An MLC 2x Faster and an Adaptive Self-Configuration (ASC)
Another feature that helps save energy is the machine learning core (MLC). By running the sensor’s information through the decision tree, developers avoid waking the microcontroller, significantly reducing overall consumption. The LSM6DSV16X provides an MLC that’s twice as fast as the one found on its predecessors with an output data rate (ODR) going from 100 Hz to 240 Hz. As a result, engineers can process more data for a given period and thus save more energy.
Users also get the 16 finite state machines (FSMs), which help recognize specific patterns. Moreover, the new device uses adaptive self-configuration which allows the FSMs to reconfigure themselves without waking the MCU. Hence, developers can program various conditions and contexts that would trigger a reconfiguration, thus allowing a greater degree of flexibility. Finally, both MLC and FSMs can also inform each other to create smarter applications capable of tracking physical activities more accurately or whether a smartphone is placed face down, among many others.
Qvar
The LSM6DSV16X introduces Qvar to the LSM6 family of devices.
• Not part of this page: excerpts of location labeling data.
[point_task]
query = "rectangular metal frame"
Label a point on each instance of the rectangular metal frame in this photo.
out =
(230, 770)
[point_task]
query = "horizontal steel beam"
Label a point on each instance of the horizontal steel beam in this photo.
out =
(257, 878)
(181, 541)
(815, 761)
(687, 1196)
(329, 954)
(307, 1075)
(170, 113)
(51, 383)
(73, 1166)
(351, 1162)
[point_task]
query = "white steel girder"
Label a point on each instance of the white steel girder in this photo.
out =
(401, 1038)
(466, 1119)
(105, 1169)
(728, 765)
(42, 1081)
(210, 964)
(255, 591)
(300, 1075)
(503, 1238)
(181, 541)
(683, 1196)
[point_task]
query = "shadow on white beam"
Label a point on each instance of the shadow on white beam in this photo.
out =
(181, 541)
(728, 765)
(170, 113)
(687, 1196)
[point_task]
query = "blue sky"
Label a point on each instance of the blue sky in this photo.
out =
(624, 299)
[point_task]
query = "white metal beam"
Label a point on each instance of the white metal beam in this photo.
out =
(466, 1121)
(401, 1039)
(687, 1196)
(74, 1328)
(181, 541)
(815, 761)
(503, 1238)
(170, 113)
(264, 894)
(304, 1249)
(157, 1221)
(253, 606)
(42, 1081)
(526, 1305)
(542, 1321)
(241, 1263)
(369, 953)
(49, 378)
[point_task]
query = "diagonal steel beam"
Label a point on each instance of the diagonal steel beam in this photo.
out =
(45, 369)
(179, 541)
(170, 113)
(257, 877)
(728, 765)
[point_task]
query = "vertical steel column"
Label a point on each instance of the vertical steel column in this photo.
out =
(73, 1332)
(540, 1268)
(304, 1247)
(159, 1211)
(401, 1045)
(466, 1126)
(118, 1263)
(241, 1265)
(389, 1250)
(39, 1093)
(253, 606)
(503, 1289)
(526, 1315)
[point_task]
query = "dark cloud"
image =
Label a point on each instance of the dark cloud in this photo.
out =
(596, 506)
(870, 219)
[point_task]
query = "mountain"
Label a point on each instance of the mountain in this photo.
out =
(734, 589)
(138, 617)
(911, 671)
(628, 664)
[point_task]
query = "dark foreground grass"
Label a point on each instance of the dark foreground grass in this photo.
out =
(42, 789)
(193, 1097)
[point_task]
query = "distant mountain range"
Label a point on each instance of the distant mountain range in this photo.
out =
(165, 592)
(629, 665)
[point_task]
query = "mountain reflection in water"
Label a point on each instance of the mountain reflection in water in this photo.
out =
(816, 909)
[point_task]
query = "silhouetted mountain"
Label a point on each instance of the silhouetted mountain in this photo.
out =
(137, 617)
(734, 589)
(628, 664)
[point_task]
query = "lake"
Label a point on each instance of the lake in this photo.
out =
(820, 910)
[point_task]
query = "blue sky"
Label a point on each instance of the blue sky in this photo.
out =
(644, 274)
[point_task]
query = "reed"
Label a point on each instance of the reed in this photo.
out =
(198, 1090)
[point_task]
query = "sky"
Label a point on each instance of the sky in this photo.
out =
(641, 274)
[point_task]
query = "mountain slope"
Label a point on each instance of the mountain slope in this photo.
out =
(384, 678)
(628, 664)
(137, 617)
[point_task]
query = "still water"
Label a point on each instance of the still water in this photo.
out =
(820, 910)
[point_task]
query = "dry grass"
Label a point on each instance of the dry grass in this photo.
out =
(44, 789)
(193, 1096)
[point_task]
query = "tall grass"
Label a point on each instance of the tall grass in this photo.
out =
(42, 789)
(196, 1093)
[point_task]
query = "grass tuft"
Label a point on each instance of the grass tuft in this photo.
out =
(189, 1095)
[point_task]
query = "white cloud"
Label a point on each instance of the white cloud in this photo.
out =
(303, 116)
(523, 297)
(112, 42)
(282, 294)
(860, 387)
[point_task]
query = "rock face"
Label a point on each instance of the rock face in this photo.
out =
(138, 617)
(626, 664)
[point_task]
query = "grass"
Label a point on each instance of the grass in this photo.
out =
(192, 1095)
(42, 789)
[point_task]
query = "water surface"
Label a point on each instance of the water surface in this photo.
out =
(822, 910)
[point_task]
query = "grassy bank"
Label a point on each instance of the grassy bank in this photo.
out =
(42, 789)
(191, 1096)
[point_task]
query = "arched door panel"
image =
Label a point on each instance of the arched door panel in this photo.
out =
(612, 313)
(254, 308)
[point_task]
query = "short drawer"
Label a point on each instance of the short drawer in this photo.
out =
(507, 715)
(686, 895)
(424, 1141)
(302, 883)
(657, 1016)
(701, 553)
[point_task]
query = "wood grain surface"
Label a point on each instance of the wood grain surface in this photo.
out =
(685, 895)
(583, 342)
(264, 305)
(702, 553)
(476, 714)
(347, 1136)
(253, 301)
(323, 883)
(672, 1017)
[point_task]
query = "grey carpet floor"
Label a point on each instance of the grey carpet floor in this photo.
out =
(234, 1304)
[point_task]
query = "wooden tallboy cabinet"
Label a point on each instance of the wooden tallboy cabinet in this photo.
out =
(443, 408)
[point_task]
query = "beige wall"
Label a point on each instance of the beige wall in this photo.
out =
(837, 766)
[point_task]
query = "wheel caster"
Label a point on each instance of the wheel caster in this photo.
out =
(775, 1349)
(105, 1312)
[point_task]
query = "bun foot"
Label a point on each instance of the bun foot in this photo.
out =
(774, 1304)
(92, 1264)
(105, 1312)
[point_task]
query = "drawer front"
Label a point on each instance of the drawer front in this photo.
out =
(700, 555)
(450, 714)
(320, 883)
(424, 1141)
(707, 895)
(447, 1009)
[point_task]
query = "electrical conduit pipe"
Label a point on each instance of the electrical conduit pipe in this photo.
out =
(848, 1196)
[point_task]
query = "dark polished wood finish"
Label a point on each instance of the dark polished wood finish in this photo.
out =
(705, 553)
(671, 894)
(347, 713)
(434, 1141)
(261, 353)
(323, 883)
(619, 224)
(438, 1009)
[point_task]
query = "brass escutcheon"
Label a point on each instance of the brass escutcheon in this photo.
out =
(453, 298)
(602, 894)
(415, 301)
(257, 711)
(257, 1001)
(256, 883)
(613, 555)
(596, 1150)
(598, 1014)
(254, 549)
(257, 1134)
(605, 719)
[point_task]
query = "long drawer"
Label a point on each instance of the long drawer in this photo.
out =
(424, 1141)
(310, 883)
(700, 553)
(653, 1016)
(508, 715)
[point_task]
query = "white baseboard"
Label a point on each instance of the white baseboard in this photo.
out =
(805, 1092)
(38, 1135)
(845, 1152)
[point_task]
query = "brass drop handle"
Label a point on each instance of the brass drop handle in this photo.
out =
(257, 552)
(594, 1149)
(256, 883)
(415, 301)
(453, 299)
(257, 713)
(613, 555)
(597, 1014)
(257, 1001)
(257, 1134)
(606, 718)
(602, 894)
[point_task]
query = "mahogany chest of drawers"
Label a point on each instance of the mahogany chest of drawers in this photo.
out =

In a nutshell, engineers only need to connect two electrodes to measure variations in quasi-electrostatic potential and change two registers to enable the feature. Qvar opens the door to new applications, such as people counting. Instead of using an LED and photodiode, engineers can place electrodes on walls and measure if someone walks near them. We even wrote an application note to help designers develop a demo. Additionally, ST will introduce new use cases by the end of the year. The LSM6DSV16X remains pin-to-pin compatible with the other members of the LSM6DS family thanks to a pin-sharing mechanism between Qvar and the test pin.
LPS22DF and LPS28DFW
The Problem with Sensing a Body of Water
With the advent of activity tracking, pressure sensors must adapt to a much broader array of physical settings. From mountain climbing to swimming, the sensors must reliably track the user to provide accurate information about their physical activity. The problem is that climbing a hill or stairs is an entirely different scale than swimming in a pool as the body of water exerts a very different pressure. For instance, diving under 10 meters of water exerts a pressure of 14.5 PSI, the same atmospheric pressure at sea level. Hence, pressure sensors must account for very different conditions without blowing up the power consumption.
9.1 µA and 7 µA
The LPS22DF and the LPS28DFW solve this issue by being the first pressure sensor with two full-scale. Hence, the device can detect whether the user is above or below water and switch to one of its two scales. The LPS22DF supports a maximum pressure of 1,260 hPa, and the LPS28DFW goes up to 4000 hPa while both consume 9.1 µa and 7 µA in high-performance mode respectively. Comparatively, the LPS22HB needs 12 µA for a maximum of 1260 hPa. The gains in efficiency are even more essential when considering that these sensors are very likely to end up in wearables.
LIS2DU12
The LIS2DU12 is a new compromise between performance and energy consumption. Thanks to its new LC pass filter and anti-alias filter, it is more accurate than the previous generation. The former will reject electrical noise while the latter prevents sampling errors. Hence, both vastly improve the quality of the signal but do not drastically increase the power consumption. The previous generation LIS2DW12 only needs 380 nA in low-power mode while the new and more accurate LIS2DU12 clocks at 450 nA. Comparatively, competing products tend to hover at 1 µA.